Pour le public, l’ex-pompier de 55 ans est abord et avant tout connu comme cofondateur et président de la Caserne de jouets de Saguenay, un organisme à but non lucratif qui procédera samedi à sa 31e collecte annuelle et qui permet d’offrir bon an mal an plus de 20 000 jouets aux enfants et organismes du Saguenay–Lac-Saint-Jean.

Le nouveau retraité porte aussi le titre non officiel de bénévole le plus impliqué de la région, et ce, peu importe la cause. C’est simple, dès qu’il y a un problème, que quelqu’un soit en détresse ou manque à l’appel, les chances sont bonnes pour que Mario Gagnon soit déjà en train de prêter main-forte sur le terrain.

« Les gens m’appellent directement chez moi ou sur mon cellulaire pour me demander n’importe quoi. Je suis impliqué dans la communauté et ça me fait plaisir de le faire. C’est mon temps et je ne le compte pas », explique celui qui a passé sa jeunesse à arpenter les rues du centre-ville de Chicoutimi pour acheter ses cartes de hockey et ses bonbons dans des commerces d’une époque aujourd’hui révolue.

Nostalgie

D’ailleurs, cette nostalgie qui l’habite explique en partie pourquoi il crée, en 1988, le projet qui aura marqué sa vie et celles de milliers de jeunes. Depuis 30 ans, plus de 100 000 enfants ont reçu l’un ou l’autre des 380 000 jouets recueillis par son organisme

« La Caserne de jouets m’a apporté tellement de beaux moments », confie Mario Gagnon.
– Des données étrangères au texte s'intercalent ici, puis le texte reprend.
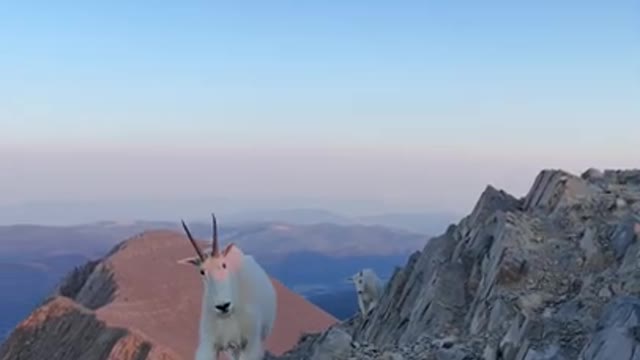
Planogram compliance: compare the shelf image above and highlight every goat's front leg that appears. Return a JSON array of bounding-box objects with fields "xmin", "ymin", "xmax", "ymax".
[
  {"xmin": 238, "ymin": 341, "xmax": 264, "ymax": 360},
  {"xmin": 238, "ymin": 321, "xmax": 264, "ymax": 360},
  {"xmin": 367, "ymin": 300, "xmax": 378, "ymax": 314},
  {"xmin": 358, "ymin": 294, "xmax": 367, "ymax": 317}
]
Parmi ces souvenirs marquants, il se souviendra toujours d’une petite fille de huit ans atteinte d’une maladie incurable qu’il avait prise sous son aile il y a une vingtaine d’années.

Il avait alors l’habitude d’aller la visiter et de lui faire faire des tours de camion de pompier, question de lui changer les idées.

Peu de temps avant sa mort, elle lui a fait promettre de déposer une photo de lui dans son cercueil pour l’accompagner dans la mort. Cette requête — et le geste demandé —, Mario Gagnon ne les oubliera jamais.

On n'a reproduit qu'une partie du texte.